Introduction to Shader Objects
A shader program is a user-defined program written in OpenGL Shading Language (GLSL) that is executed by the graphics processing unit (GPU) of the graphics card. This topic provides an overview of the process of using shader programs with IDL.
Note: Your graphics card must support OpenGL 2.0 functionality and you will need to have the latest drivers installed to take advantage of shader programs in IDL.
Shader programs can produce results that are not possible using the fixed-function rendering pipeline exposed through IDL object properties. For example, if you create an IDLgrPolygon and set the COLOR property to green and the SHADING property to flat, OpenGL takes over rendering of a green polygon with flat shading; more precise control is not possible. However, a shader program provides far more control and lets you configure lighting and texture effects on a per-pixel basis.
The interaction of a shader program within the graphics system is shown in the following figure. The graphics card GPU switches between executing fixed-function and shader program code.
Note: Shader program attributes override all fixed-function attributes (those defined using object properties). If you define a blue sphere in IDL object graphics, but define a shader program to draw a green sphere, the displayed sphere will be green if there is suitable hardware support for the shader program.
Vertex and Fragment Shaders
Shader programs are highly configurable because each one consists of two required parts: a vertex shader and a fragment shader.
Tip: A fragment is the same thing as a pixel, but with extra information such as depth.
The shader program compiler built into OpenGL compiles the vertex and fragment shaders separately, then links them to form a complete shader program.

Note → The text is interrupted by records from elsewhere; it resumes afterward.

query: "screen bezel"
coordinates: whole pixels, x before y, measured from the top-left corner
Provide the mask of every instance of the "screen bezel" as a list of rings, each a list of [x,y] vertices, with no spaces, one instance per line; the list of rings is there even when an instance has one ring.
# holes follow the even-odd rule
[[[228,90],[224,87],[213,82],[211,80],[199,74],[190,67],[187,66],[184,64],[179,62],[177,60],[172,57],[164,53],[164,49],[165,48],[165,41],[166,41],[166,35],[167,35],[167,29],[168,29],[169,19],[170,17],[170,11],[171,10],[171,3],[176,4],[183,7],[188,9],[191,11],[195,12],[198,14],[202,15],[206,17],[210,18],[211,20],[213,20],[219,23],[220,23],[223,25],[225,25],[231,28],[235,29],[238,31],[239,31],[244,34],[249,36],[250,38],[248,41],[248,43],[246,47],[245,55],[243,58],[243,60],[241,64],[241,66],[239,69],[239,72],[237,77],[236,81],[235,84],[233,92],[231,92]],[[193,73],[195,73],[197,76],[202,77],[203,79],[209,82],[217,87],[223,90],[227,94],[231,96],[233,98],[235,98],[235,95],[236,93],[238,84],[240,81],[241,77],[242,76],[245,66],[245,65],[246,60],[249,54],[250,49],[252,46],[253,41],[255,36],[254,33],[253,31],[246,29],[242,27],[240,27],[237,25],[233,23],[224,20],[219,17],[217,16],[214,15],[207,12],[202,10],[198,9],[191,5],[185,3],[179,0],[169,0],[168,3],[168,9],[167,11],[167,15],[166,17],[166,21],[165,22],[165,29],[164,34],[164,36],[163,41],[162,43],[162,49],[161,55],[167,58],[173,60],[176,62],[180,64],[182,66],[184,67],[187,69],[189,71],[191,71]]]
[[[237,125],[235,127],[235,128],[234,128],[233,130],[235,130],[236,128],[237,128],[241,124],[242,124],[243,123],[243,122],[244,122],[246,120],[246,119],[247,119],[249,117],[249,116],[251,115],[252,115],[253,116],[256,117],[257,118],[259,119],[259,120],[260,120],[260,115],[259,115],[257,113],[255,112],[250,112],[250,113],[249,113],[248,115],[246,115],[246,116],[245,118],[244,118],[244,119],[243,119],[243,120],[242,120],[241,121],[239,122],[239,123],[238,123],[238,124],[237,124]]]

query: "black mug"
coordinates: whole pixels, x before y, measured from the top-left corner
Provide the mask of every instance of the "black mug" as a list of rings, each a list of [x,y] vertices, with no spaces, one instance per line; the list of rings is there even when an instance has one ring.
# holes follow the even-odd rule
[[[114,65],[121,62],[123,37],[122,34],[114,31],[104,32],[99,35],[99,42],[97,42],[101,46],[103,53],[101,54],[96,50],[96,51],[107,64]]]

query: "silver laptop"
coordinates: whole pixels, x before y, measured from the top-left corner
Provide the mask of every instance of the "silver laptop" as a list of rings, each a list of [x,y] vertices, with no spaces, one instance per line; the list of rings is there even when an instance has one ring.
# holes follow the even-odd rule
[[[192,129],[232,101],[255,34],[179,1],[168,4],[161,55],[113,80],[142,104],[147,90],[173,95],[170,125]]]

When a shader program is active, OpenGL calls the vertex shader program once for every vertex in the primitive it is currently drawing. Along with the expected position information (x, y, z, w) for the vertex, there is also color, normal, texture coordinate, lighting, and other associated information that is available. The vertices, connectivity, and transformation information are used to construct the primitive. The primitive undergoes rasterization, which converts the vertex representation to pixel representation. This defines the fragments.
OpenGL calls the fragment shader for every pixel that OpenGL intends to modify on the graphics device. The fragment shader determines the color of the pixel according to information it may obtain from the vertex program and from its own calculations. The shader program may also include computing normals to apply per-fragment lighting effects. It then tells OpenGL what color to use for drawing the pixel.
For the primitive shown in the previous figure, OpenGL calls the vertex shader three times, once for each corner of the triangle, and calls the fragment shader program once for every pixel covered by the triangle. Vertex attributes are interpolated across the fragments based on the vertex connectivity and the resulting distance of a fragment from a vertex.